Equity has always been a pressing issue in public education

By NEMS Daily Journal

Equity has always been a pressing issue in public education. “Separate but equal” schools were decidedly unequal in the resources they received, which drove the abolition of racially segregated school systems in the South. Inequity in opportunities afforded students regardless of race in the tiny, impoverished rural schools of Mississippi had earlier brought consolidation.
Today equity remains at the forefront in education discussions. It was one of the main objectives of the Mississippi Adequate Education Act of 1997, which set up the funding mechanism to help close the gap between tax-poor and comparatively wealthy school districts. Although the MAEP funding formula has been fully implemented in only two state budget years, it has still saved Mississippi from costly equity lawsuits faced by other states.
Still, Mississippi – like most other states – can hardly say there is equity from district to district in the quality of the education children receive.
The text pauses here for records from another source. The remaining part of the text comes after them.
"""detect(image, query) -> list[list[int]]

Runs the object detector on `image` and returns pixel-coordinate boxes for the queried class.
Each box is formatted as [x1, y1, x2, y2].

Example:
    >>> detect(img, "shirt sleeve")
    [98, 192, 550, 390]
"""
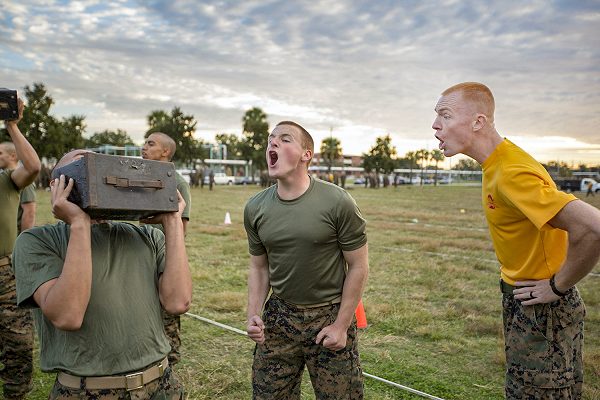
[177, 181, 192, 220]
[244, 204, 267, 256]
[336, 191, 367, 251]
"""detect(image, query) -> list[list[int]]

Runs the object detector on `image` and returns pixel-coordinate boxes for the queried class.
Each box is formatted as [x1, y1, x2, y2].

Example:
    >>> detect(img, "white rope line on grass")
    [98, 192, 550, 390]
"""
[376, 245, 498, 264]
[363, 372, 444, 400]
[185, 312, 444, 400]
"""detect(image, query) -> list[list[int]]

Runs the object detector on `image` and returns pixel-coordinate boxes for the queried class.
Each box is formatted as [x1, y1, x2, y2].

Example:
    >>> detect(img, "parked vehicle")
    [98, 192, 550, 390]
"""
[554, 178, 600, 193]
[580, 178, 600, 193]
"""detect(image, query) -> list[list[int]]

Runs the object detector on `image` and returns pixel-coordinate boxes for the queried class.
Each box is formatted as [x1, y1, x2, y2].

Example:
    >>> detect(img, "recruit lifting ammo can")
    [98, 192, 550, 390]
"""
[52, 153, 179, 221]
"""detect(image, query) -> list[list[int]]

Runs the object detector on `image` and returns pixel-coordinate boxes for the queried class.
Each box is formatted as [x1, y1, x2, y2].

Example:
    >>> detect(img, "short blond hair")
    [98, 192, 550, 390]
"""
[148, 132, 177, 161]
[442, 82, 496, 122]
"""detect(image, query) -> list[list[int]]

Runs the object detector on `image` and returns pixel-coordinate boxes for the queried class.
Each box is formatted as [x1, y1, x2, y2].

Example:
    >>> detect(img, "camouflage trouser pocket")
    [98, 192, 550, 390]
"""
[503, 289, 585, 399]
[523, 370, 575, 389]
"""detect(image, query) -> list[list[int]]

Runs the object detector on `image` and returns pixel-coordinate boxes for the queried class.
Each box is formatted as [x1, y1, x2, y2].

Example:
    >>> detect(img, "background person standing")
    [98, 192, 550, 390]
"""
[142, 132, 192, 365]
[244, 121, 368, 399]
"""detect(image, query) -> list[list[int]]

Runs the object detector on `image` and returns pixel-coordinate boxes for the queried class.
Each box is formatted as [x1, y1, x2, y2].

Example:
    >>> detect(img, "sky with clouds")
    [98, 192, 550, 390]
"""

Educational opportunity remains heavily dependent on where a student lives.
While there are certainly other factors, much of the inequity is a function of finances. Well-intentioned and even necessary systemic reforms must begin with that recognition.
Performance-based compensation – or merit pay – for teachers is on the table in Mississippi now, put there by Gov. Phil Bryant. A fair system that takes into account factors beyond a teacher’s control is worth considering as an incentive for teaching excellence.
However, as in most any legislative undertaking, the details are critical. And in Mississippi, those details inevitably must take into account the question of equity.
Bryant and the Mississippi State University study he commissioned propose funding the performance-based incentives in part through the funds local school districts use to supplement teachers’ state-funded salaries. But not surprisingly, there’s a wide disparity in local supplements across the state. As an article in Sunday’s Daily Journal noted, they range all the way from averages of $91 in Richton to $7,575 in Biloxi.
Even in Northeast Mississippi gaps are evident. In Tupelo, the local supplement is $4,594 while in Lee County it’s $1,457. Down the road in Nettleton it’s only $567.
While not all of the gaps are related to financial capacity, it’s a major factor. Any performance-based pay system mandated by the state should treat teachers equitably from district to district, and the challenges in doing that are obvious.
Local districts that have stepped up to do more for their teachers should be commended. At the same time, reforms of the system must take care to ensure that they don’t aggravate already existing disparities that affect the education children receive.